Başbakan’ın bazı gazetecilik örgütlerine randevu vermemesi hoş karşılanmamıştı.

Bunu da konuştuk. Burada da ilginç noktalar var. Her şeyden önce bizim ‘mesleki’ çekişmelerimizin, basının kamu kurumları karşısındaki durumunu güçleştirdiği gördüm.

Örnek mi? Anlatayım.

Basınla ilgili iki önemli meslek kuruluşunun başkanları Başbakan’dan ve Adalet Bakanı’ndan randevu istiyorlar. İkisine birlikte randevu veriliyor. Kabul etmiyorlar. Çünkü bu iki meslek örgütü birbirini rakip görüyor. Birinin başkanının olduğu yerde diğeri olmuyor. Konu Türk basını, Türk basınının özgürlüğü açısından önemliymiş önemi yok.

Önemli olan bu iki örgütün başkanlarının kendilerine verdikleri önem.

‘O geliyorsa ben gelmem.’

Anlaşılıyor ki, sık sık eleştirdiğimiz parlamento kadar olamıyoruz. Onlar bile ulusal çıkarlar söz konusu olunca siyasi çekişmeleri bırakıp ortak hareket edebiliyorlar.

Basın kuruluşları ise ‘asla’.

Yıldırım’ın seçtirdiği federasyondan ne beklenir!

TRABZONSPOR Başkanı Aktuğ ve Beşiktaş Başkanı Demirören geçtiğimiz hafta Fenerbahçe yönetimine ve bu yönetimin ‘yöntemlerine’ ilişkin ‘sert’ suçlamalarda bulundular.

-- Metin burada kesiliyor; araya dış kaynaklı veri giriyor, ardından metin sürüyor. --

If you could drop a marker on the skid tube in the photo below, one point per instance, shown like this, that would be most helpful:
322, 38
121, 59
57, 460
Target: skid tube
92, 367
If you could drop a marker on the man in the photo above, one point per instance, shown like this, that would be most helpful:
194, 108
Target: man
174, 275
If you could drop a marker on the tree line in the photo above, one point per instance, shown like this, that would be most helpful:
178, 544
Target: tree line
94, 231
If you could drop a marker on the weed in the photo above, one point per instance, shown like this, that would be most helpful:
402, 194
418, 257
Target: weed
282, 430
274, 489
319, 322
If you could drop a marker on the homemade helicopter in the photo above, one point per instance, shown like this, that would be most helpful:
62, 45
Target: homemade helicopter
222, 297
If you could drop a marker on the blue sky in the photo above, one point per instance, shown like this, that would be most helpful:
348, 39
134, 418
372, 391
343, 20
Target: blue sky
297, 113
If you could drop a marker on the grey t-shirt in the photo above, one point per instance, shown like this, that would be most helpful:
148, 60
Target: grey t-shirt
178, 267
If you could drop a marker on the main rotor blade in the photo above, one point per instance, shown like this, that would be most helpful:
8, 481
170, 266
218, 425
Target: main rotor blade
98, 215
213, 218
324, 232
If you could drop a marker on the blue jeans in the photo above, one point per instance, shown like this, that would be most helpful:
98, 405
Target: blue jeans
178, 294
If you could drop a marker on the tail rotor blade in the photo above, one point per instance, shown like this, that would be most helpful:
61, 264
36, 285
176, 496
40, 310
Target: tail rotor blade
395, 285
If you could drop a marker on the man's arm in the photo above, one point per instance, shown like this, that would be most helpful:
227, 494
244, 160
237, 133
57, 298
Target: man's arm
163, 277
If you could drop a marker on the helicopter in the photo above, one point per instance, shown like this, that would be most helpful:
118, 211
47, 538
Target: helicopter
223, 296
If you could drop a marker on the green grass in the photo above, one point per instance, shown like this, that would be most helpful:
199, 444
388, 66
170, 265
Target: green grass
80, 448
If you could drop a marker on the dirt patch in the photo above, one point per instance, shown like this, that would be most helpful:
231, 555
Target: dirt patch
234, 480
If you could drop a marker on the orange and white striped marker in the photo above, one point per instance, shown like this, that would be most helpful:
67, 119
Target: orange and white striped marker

Ortalık karıştı. Galatasaray ise Başkan’ın ‘Fair play’ anlayışı çerçevesinde bu tartışmaya ne ‘dahil’, ne de ‘müdahil’ oldu. Dışardan izledi. Ancak Fenerbahçe yönetimi Trabzonspor ve Beşiktaş’a yanıt verirken ‘dikkat çekici’ bir biçimde Galatasaray’ı da konunun içine çekmeye çalıştı.

Hem başkanları Aziz Yıldırım, hem de diğer yöneticiler bu konuda hiçbir görüş belirtmeyen Galatasaray’ı da ‘olayın içine çekmek’ ister nitelikte suçlamalarda bulundular. Galatasaray ‘doğru’ davrandığı ve ‘centilmen’ olduğu bir olayda bile Fenerbahçe tarafından suçlandı. Bu olay bile Fenerbahçe yönetiminin nasıl bir Galatasaray kompleksi içinde olduğunu ve Galatasaray Başkanı Özhan Canaydın’ın hangi şartlarda ‘fair play’e sadık kalmaya çalıştığını gösteriyor.

Burada Fenerbahçe yönetimine ‘çekidüzen’ verme görevi aslında Futbol Federasyonu’na düşüyor. Ama bu federasyonun seçilebilmesi için Aziz Yıldırım’ın ‘Ne kadar özverili bir çalışma’ içinde olduğu hatırlanırsa bu görevin yerine getirilme ihtimalinin olmadığı da anlaşılıyor.

NE ZAMAN ADAM OLURUZ?

Koltuklar bizi değil biz koltukları şereflendirdiğimiz zaman.